The less you know about this film, the better. Despite this, I, regrettably, must provide a brief paragraph-long synopsis. The events of the film follow a lower-income family in a South Korean city that infiltrate the house of an upper-class family by forging their way into jobs such as tutors, maids and personal drivers. It is more exciting than it sounds, I promise. The film is unpredictable and will leave you breathless if you are not prepared.

This film may not have been as notable if Joon-ho was not at the helm of it. Under his direction, the camera is just as expressive as the actors, and every set-piece is framed with clear intention. Joon-ho is in clear command of the tone, no matter where the story goes. He is constantly willing to break rules with deliberate crossing of the 180-degree line, willingness for characters to stare directly into the camera and increasing of the shutter speed during scenes that lack a need for it. So many rules are broken, and yet, the film comes together beautifully.

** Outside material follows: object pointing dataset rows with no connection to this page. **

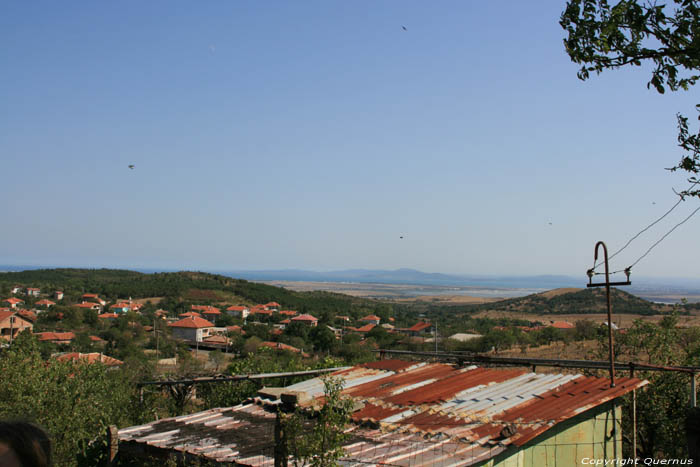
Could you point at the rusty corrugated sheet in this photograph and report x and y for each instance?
(459, 381)
(391, 365)
(422, 415)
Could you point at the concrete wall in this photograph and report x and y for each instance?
(586, 436)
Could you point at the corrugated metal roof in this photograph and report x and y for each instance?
(408, 414)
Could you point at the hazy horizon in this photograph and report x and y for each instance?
(450, 137)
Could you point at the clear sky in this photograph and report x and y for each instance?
(315, 134)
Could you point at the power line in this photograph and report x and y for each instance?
(680, 200)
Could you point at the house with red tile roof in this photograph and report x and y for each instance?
(236, 329)
(211, 314)
(363, 329)
(262, 312)
(13, 302)
(89, 306)
(93, 297)
(28, 315)
(306, 319)
(374, 319)
(562, 325)
(418, 414)
(217, 340)
(189, 314)
(203, 308)
(285, 347)
(121, 307)
(90, 358)
(420, 328)
(108, 316)
(56, 337)
(193, 328)
(12, 324)
(239, 311)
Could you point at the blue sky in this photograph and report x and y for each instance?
(314, 134)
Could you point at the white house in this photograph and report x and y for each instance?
(192, 328)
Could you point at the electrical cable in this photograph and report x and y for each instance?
(644, 230)
(666, 235)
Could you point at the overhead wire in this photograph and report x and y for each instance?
(680, 200)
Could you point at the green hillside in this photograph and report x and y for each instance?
(584, 301)
(193, 286)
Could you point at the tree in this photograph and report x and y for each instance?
(321, 446)
(601, 36)
(74, 401)
(663, 404)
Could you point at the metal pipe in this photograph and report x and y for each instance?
(607, 294)
(518, 361)
(634, 415)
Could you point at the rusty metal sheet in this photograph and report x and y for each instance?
(426, 415)
(392, 365)
(446, 388)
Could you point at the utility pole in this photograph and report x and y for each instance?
(611, 352)
(435, 335)
(12, 331)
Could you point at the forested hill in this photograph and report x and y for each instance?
(194, 286)
(572, 301)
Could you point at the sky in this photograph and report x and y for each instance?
(314, 135)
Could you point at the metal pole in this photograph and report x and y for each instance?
(607, 294)
(634, 415)
(436, 336)
(156, 331)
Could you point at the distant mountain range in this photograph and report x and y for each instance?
(406, 276)
(411, 277)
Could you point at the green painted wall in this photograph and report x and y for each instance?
(589, 435)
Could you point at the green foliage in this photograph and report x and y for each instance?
(663, 404)
(75, 402)
(321, 446)
(603, 36)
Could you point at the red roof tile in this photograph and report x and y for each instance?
(93, 357)
(189, 314)
(193, 322)
(365, 328)
(281, 346)
(55, 336)
(420, 326)
(562, 325)
(305, 318)
(108, 316)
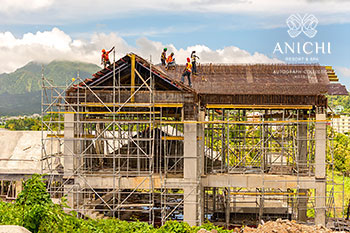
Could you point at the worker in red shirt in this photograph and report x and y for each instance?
(104, 58)
(170, 62)
(163, 56)
(187, 72)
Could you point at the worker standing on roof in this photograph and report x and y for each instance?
(194, 60)
(187, 72)
(163, 56)
(104, 58)
(170, 61)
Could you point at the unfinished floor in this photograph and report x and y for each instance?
(246, 143)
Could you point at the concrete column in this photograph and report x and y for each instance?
(191, 172)
(18, 187)
(320, 170)
(68, 144)
(200, 147)
(302, 161)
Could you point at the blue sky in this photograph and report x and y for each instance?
(229, 31)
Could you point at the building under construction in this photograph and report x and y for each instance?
(246, 143)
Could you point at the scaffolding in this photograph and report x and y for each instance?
(121, 152)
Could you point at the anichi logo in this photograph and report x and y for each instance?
(298, 24)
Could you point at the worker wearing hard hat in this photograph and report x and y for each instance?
(187, 72)
(170, 61)
(104, 58)
(194, 58)
(163, 56)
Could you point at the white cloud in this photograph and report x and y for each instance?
(15, 6)
(59, 11)
(57, 45)
(344, 71)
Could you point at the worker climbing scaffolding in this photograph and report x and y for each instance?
(187, 72)
(163, 57)
(194, 58)
(170, 62)
(105, 58)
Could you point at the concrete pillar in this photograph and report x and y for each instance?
(191, 171)
(302, 161)
(68, 144)
(228, 207)
(320, 170)
(201, 151)
(18, 187)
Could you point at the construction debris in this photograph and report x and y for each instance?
(286, 226)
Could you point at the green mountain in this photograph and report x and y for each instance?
(20, 91)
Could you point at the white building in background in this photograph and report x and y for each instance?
(342, 124)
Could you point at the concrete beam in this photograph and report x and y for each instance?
(258, 181)
(214, 180)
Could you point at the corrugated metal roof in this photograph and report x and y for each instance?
(275, 79)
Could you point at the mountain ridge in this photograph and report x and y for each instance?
(20, 90)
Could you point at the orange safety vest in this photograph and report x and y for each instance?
(169, 59)
(163, 55)
(189, 67)
(105, 56)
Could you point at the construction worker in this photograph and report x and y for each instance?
(170, 61)
(187, 72)
(194, 60)
(104, 58)
(163, 56)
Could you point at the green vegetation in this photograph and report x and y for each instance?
(20, 91)
(343, 101)
(25, 123)
(34, 210)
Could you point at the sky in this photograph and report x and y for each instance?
(220, 31)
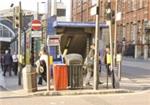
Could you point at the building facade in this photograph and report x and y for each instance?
(134, 26)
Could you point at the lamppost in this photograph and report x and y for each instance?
(96, 77)
(18, 25)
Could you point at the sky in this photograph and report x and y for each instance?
(27, 4)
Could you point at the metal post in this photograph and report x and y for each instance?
(115, 36)
(95, 86)
(19, 44)
(48, 66)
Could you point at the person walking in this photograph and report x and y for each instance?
(42, 65)
(15, 63)
(89, 62)
(107, 60)
(7, 63)
(2, 62)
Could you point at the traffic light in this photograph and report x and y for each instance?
(113, 17)
(17, 17)
(108, 12)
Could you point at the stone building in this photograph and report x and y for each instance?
(134, 25)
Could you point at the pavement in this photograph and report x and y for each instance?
(9, 87)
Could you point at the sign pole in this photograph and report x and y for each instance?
(96, 77)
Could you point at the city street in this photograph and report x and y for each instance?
(135, 77)
(113, 99)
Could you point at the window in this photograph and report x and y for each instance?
(61, 12)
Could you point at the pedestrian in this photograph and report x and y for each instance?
(107, 60)
(89, 63)
(15, 63)
(2, 62)
(42, 65)
(7, 63)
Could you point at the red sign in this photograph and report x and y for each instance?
(36, 25)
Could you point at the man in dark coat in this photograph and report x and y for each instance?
(7, 62)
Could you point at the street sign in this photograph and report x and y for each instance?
(36, 25)
(36, 34)
(93, 11)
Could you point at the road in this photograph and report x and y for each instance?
(140, 98)
(137, 71)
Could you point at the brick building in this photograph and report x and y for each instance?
(134, 25)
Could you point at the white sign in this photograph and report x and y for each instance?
(36, 34)
(93, 11)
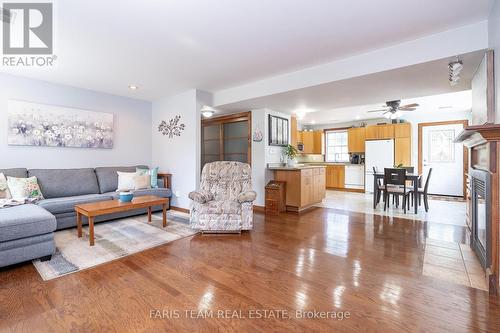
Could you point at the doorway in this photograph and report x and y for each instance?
(447, 159)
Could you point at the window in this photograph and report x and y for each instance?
(336, 146)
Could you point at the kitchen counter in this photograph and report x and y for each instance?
(305, 185)
(295, 168)
(333, 163)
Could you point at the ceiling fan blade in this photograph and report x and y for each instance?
(413, 105)
(379, 110)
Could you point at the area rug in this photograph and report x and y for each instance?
(113, 240)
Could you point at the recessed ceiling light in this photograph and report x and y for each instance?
(207, 111)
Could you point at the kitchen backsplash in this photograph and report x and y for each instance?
(310, 158)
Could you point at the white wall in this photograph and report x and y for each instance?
(180, 155)
(262, 153)
(132, 125)
(494, 43)
(441, 45)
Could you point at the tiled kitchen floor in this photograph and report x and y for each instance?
(446, 258)
(440, 211)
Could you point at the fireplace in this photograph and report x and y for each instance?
(481, 215)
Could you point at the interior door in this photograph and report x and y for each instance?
(444, 157)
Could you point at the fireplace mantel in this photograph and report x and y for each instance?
(477, 135)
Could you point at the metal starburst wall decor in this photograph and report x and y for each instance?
(172, 128)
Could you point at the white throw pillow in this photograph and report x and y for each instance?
(126, 181)
(24, 188)
(142, 182)
(4, 189)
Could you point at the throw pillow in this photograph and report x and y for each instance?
(142, 182)
(24, 188)
(153, 173)
(4, 189)
(125, 181)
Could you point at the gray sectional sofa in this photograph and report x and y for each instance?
(27, 231)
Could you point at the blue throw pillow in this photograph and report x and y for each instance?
(153, 173)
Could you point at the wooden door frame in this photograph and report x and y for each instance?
(466, 152)
(230, 118)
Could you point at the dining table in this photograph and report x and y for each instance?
(414, 177)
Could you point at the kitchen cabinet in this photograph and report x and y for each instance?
(355, 176)
(356, 140)
(335, 176)
(379, 132)
(402, 130)
(293, 131)
(402, 144)
(305, 186)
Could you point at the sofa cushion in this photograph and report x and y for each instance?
(159, 192)
(17, 172)
(56, 183)
(108, 176)
(220, 207)
(25, 221)
(67, 204)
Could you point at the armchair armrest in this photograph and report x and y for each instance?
(247, 196)
(201, 196)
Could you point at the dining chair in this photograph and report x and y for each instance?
(395, 184)
(424, 191)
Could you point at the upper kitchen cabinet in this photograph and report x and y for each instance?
(293, 132)
(379, 132)
(402, 130)
(356, 140)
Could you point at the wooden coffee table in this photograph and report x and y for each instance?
(91, 210)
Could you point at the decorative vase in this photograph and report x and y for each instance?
(126, 196)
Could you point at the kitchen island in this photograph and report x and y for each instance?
(305, 185)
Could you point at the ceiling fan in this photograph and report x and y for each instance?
(392, 109)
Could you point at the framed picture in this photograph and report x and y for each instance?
(34, 124)
(278, 131)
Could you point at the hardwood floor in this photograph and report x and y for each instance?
(323, 260)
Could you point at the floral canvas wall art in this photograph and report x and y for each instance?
(33, 124)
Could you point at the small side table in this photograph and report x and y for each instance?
(275, 197)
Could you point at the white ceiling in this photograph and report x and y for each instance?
(166, 47)
(433, 104)
(344, 100)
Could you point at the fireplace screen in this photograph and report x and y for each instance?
(481, 224)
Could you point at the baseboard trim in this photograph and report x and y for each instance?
(179, 209)
(260, 209)
(344, 189)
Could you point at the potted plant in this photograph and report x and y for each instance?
(290, 153)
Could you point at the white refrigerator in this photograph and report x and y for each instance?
(379, 154)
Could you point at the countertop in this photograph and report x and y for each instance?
(297, 167)
(333, 163)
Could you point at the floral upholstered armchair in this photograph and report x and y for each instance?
(224, 201)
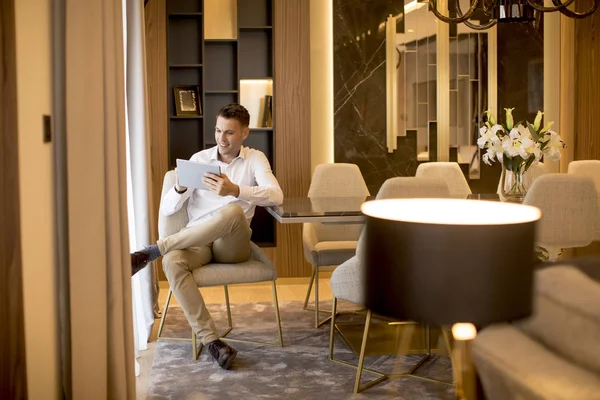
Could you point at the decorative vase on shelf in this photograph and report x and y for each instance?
(513, 185)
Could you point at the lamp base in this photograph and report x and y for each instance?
(463, 370)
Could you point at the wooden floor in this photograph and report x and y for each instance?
(288, 289)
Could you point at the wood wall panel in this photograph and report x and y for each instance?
(587, 103)
(156, 70)
(587, 96)
(292, 124)
(13, 373)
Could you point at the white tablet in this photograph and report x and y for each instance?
(190, 173)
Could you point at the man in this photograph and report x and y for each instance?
(219, 221)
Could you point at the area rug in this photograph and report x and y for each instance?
(299, 370)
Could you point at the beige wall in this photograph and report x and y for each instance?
(33, 45)
(321, 82)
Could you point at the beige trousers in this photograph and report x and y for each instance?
(225, 238)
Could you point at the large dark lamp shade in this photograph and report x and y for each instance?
(444, 261)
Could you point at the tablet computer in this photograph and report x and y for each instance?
(190, 173)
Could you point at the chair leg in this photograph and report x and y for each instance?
(163, 317)
(309, 289)
(316, 297)
(361, 358)
(228, 306)
(332, 329)
(276, 306)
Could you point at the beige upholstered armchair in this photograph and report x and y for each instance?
(347, 281)
(450, 172)
(591, 169)
(257, 269)
(569, 205)
(331, 245)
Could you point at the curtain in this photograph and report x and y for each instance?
(101, 328)
(144, 283)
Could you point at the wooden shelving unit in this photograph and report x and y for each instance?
(226, 70)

The way the story plays out is Shakespearean. There is a theatrical element to the way this film begs viewers to understand its status as a displayed story. Like many other South Korean films, “Parasite” is not self-important enough to convince audiences they are in the story. Characters explain things blatantly so that the most general audience understands what is going on. Of course, audiences do not notice this theatrical quality to the storytelling, as the story moves forward at a breakneck pace, jumping from one unpredictable moment to the next.

The acting in this film is exceptional. Every member of the ensemble embodies their roles extremely well. Every member of the lower-income family is distinct from the members of the higher-income family. The ensemble nature of the film also invites comparisons to the theatrical nature of the film’s story, though each character is more well-rounded than most theatrical productions would be able to pull off.

The set design is particularly evocative. The house belonging to the lower-income family is dingy—a sight for sore eyes, if you will—while the house belonging to the higher-income family—a film set, astonishingly—is appropriately lavish with its clean, minimalist detail. The film’s set design, complete with plenty of staircases, succinctly exemplifies not only South Korea’s class disparity, but perhaps class disparity around the globe.

“Parasite” is the cinematic epitome of upward mobility. Both in the sense that South Korean cinema has become a main focal point for film enthusiasts around the globe because of this film and in the sense that class disparity has not been this tastefully explored by a filmmaker in years—perhaps even decades. “Parasite” displays universal themes in a transcendent way. It is a significant work. It is not to be missed.